To ensure the mental wellbeing of your staff, take some time to understand the following:

Reliable technology reduces spikes in work-related stress

One clear outcome of the workforce’s sudden shift to remote working is a renewed appreciation for high-quality technology. From the time-sensitive email that won’t send to a vital video call that won’t connect, we have all been at some point over recent weeks let down by inadequate technology. Such technological hiccups are not only a source of increasing frustration for workers struggling with broken lines of communication but a significant contributor to productivity dips, as well as spikes in work-related stress. In response, the office and home environments in which we choose to work after COVID-19 will have to incorporate quality technology that supports reliable communications channels.

More flexible work schedules

Productivity is different for everyone; whether you’re an early bird or a night owl, data shows that a more flexible workday created by remote work is allowing people to work when it’s best for them. Microsoft’s recent Remote Work Trend Report reveals that from 1-31 March 2020, the ‘average time between a person’s first use of Teams and last use of Teams each day increased by over one hour’. This data doesn’t necessarily mean people are working more hours per day.  Instead, they break up their day in a way that works for their productivity or makes space for obligations outside of work.

People are finding human connection through video

Researchers like Dr Fiona Kerr have found that eye contact and physical connection with another human increases dopamine and decreases the stress hormone cortisol. Her research shows that you can even physically calm someone down merely by looking them in the eye.

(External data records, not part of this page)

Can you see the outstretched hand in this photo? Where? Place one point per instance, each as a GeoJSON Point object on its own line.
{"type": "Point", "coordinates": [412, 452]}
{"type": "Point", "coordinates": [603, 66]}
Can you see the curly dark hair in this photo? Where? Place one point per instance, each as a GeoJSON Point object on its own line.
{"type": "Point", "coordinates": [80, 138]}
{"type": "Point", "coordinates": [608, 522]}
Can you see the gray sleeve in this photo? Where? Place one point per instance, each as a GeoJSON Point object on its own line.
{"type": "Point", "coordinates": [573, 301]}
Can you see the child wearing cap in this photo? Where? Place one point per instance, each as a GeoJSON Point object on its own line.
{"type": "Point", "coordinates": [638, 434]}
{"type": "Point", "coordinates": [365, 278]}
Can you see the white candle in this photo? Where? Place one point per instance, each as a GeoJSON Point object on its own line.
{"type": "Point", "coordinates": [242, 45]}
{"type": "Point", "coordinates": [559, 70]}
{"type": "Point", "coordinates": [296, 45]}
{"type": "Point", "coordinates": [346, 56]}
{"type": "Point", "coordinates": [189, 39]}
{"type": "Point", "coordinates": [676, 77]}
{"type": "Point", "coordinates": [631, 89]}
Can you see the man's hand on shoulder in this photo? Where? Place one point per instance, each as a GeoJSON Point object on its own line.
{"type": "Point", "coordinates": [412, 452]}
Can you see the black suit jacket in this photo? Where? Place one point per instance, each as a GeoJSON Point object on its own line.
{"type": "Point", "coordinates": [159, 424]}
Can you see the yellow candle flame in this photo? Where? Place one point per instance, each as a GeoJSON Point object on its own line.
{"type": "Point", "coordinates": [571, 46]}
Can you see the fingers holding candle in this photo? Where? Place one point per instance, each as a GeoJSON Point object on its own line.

So as the world works remotely, it is no surprise people are ‘turning on video in Teams meetings two times more’ than before many of us began working from home full-time. Microsoft also saw ‘total video calls in Teams grow by over 1,000 per cent’ in March alone.

Here are a few ways Microsoft Teams helps offer that human connection:

 

Together Mode Video uses AI segmentation technology to place participants in a shared background digitally.

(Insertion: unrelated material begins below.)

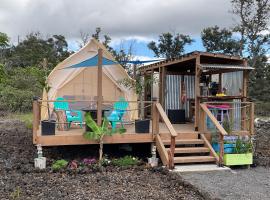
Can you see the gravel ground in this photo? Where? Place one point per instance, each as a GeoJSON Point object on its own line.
{"type": "Point", "coordinates": [19, 179]}
{"type": "Point", "coordinates": [240, 184]}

The view makes it feel like you’re sitting in the same room, which reduces background distractions, makes it easier to pick up on non-verbal cues, and makes back and forth conversation feel more natural. The view is excellent for things like brainstorms and roundtable discussions where multiple people are speaking. Early research using biosensors that measure brain activity show that the brain exerts less effort when participating in a meeting using Together mode when compared to the grid view.  The research suggests that ‘Together Mode’ may help with the feeling of meeting fatigue some remote workers are experiencing.

 

  • Dynamic view – Dynamic view makes use of AI to optimise shared content and video participants. Users can also change the meeting view based on their needs.  As you can see from the GIF below, video participants are given prominent space, and audio participants are visible on the new side panel. Users can also pin participants to their meetings view based on their preferences.

 

  • Raise hand – The Raise hand feature helps make video calls more inclusive.  It lets meeting participants indicate they have something to say during a meeting by clicking on a hand-raise icon in the meeting control bar.

 

  • End Meeting – The End Meeting feature allows the meeting organiser to select ‘end meeting’ in the meeting control bar options, effectively ending the meeting for all participants. Using this function reduces ‘inadvertent meeting dwelling’ when participants forget to end their participation in a meeting.
  • Participant Reporting – If you are a Teams meeting organizer, you can save a record of participants who attended the meeting from the ‘Participants Pane’ of the meeting. To download the meeting attendance report during the meeting, click the Show participants icon and then select Download attendee list. The report will be downloaded as a .CSV file that can be opened in Excel and it contains the name, join time and leave time of all meeting attendees.